第4話 近濃海(ちかつこいうみ) 前編

 娃瑙姫はちょっとだけ後悔していた。

 媚子(びし)ともっと早く打ち解けていればよかった。

 幼馴染みの伊周の妻、媚子は丁寧な口調ながら熱血な性格の女子だった。

 です、ます、をはっきりと発音して言葉の上では距離を感じさせるのに、態度ではぐいぐい距離を縮めてくる。そして、その強引さがあまり不快でない。

 今日は夫の伊周に連れられてではなく、一人で遊びに来たというから会わざるを得なかった。以前に一度だけ会ってはいたが、そのときは二、三言葉を交わしただけだった。

 ほぼ一年ぶりに会った媚子はあまり変わっていなかった。

 にぱっと八重歯を見せて「おねえさま、おひさしゅうございます!」と挨拶をしてきた。

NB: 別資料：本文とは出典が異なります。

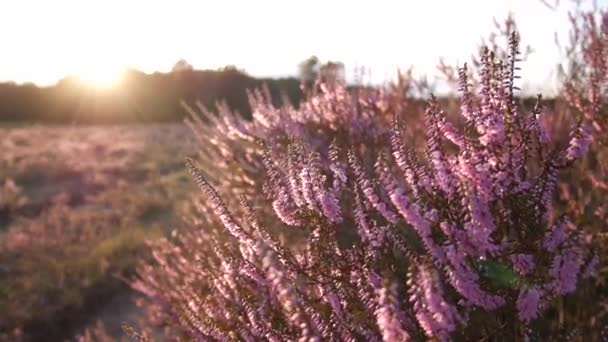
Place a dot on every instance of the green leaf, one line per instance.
(500, 275)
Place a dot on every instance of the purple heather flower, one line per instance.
(579, 143)
(564, 270)
(284, 209)
(465, 281)
(591, 267)
(387, 311)
(436, 316)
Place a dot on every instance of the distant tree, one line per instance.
(332, 71)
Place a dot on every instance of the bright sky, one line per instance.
(42, 41)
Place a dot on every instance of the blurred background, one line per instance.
(91, 108)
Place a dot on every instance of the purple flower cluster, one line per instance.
(393, 242)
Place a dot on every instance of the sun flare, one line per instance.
(102, 78)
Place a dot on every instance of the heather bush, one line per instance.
(362, 235)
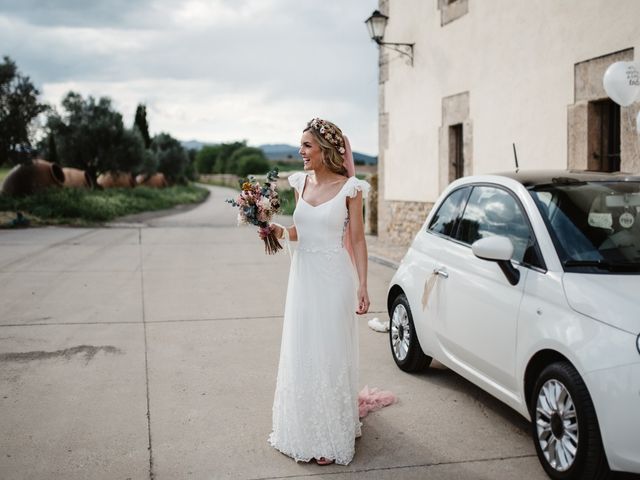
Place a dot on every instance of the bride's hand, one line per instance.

 身に付ける単衣は、表は淡紅(うすべに)、裏は黄のかさね色目、花山吹(はなやまぶき)。若さ溢れる女子の装いだ。

 手を振る代わりのつもりか、顔の真横に色鮮やかに染まる右手を挙げて、魚口(フィッシュマウス)を作ってぱくぱくさせる。

 彼女は娃瑙姫の一つ年下にあたる。娃瑙姫は十四才なので、彼女は現在数えで十三才ということになる。

 一年前に伊周と結婚したわけだから、その当時彼女は十二才であった。

 やや早婚だが、別に珍しいことではない。女性は大体十五、六才くらいには結婚して、二十才くらいまでに一人か二人の子を産む。この時代、それが普通であった。

 十四才の娃瑙姫は、年齢的に結婚まで待ったなしの状態に追い込まれている。親からは結婚の見えない圧力がかけられていた。

 結婚は恋愛結婚が多かった。護霊の三柱のような高家の者ならともかくとして、貴族と言っても政略結婚とか家同士の取り決めとか、そういう理不尽なものはあまりない。

 男性が恋心を抱いた相手に文を送り、受け入れられれば女性のもとに通い続け、そのあと結婚という手順になる。そして結婚しても同居することはほとんどない。

 多く、通い婚の形態だった。

 余談だが離婚もまた意外と多く、自然消滅という形の別れもあったようだ。宮中に仕える女房たちも、離婚経験者(と言うより結婚経験者?)が多かった。

 今、目の前で媚子は大きな瞳をきらきらさせて、娃瑙姫の眷属である蛇やとかげたちと遊んでいる。何も語らない彼らに、彼女は挨拶をし、身の上を話している。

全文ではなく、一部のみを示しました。